III. DO COURTS HAVE THE AUTHORITY TO PROHIBIT THE NEWS MEDIA FROM PUBLISHING OR DISCLOSING INFORMATION OBTAINED WHILE A NEWS MEDIA REPRESENTATIVE WAS PRESENT DURING JUVENILE COURT PROCEEDINGS?
In my judgment, this third question is the easiest of the three to answer, and I do so with an emphatic, “No.”
The last sentence of section 1 — 5(6) of the Act states the following: “However, the court may, for the minor’s protection and for good cause shown, prohibit any person or agency present in court from further disclosing the minor’s identity.” (Ill. Rev. Stat. 1989, ch. 37, par. 801 — 5(6).) In this provision, the legislature has authorized the imposition of restrictions on persons present during proceedings under the Act, such as attorneys or the members of a juvenile’s family, but in doing so, the legislature must be presumed to have intended not to act in violation of the United States Constitution. In my judgment, to hold this provision applicable to the news media would be to violate the first amendment; therefore, this statute must be construed so that the courts are not given authority to impose restrictions upon publication or disclosure by the news media of matters learned by having news media representatives present in the courtroom.
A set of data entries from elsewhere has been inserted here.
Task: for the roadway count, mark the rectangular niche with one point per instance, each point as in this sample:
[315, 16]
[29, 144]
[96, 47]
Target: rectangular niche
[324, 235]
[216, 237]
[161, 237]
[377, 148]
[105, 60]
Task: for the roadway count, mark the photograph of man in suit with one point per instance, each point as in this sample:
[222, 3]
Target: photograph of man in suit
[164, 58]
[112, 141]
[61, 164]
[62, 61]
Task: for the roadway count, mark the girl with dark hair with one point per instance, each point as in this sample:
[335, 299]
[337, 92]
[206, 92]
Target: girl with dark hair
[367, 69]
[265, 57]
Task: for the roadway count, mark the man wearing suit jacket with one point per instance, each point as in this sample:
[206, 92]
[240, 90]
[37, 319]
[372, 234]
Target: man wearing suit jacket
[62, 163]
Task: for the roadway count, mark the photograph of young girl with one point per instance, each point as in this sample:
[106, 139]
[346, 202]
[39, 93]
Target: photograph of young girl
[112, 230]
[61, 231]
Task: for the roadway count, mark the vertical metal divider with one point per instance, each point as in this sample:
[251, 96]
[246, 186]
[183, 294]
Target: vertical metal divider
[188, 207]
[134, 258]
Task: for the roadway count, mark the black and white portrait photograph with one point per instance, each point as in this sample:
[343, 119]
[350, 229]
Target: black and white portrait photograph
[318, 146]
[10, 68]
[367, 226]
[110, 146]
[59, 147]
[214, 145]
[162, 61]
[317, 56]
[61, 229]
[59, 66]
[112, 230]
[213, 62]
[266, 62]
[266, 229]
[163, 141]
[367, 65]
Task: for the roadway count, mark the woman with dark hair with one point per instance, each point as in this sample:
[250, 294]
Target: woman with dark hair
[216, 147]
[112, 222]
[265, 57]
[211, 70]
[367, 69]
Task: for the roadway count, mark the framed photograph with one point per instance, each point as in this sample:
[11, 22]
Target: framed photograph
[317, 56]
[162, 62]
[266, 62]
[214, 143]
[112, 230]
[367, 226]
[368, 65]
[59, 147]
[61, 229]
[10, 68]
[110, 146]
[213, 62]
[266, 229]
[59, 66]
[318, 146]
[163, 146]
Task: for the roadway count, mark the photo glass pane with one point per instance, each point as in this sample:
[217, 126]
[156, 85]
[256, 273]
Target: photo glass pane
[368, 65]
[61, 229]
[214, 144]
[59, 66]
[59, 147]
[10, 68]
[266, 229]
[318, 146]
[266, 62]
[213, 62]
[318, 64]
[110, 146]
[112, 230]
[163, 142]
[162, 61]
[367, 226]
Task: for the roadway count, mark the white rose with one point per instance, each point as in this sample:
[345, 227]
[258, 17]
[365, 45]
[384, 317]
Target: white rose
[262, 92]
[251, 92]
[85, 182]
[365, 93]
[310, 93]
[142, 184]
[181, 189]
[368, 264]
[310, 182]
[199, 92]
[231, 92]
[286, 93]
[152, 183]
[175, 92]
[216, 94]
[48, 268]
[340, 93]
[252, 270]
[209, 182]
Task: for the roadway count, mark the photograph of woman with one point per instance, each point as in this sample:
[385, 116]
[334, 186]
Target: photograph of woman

“[T]he first amendment strips the State of the power to proscribe the publication of information which has already been lawfully revealed and which has been obtained by lawful means.” (Minor, 127 Ill. 2d at 268, 537 N.E.2d at 301.)
As discussed in part I of this dissent, the news media have the right to be present during juvenile court proceedings; accordingly, anything learned through their presence has, by definition, been lawfully revealed to them and “obtained by lawful means.” Any court orders purporting to limit the use of information obtained through media presence would be an improper effort to impose a prior restraint upon the freedom of the press and would be in violation of the United States Constitution.
For the reasons stated, the orders on appeal should be reversed in their entirety.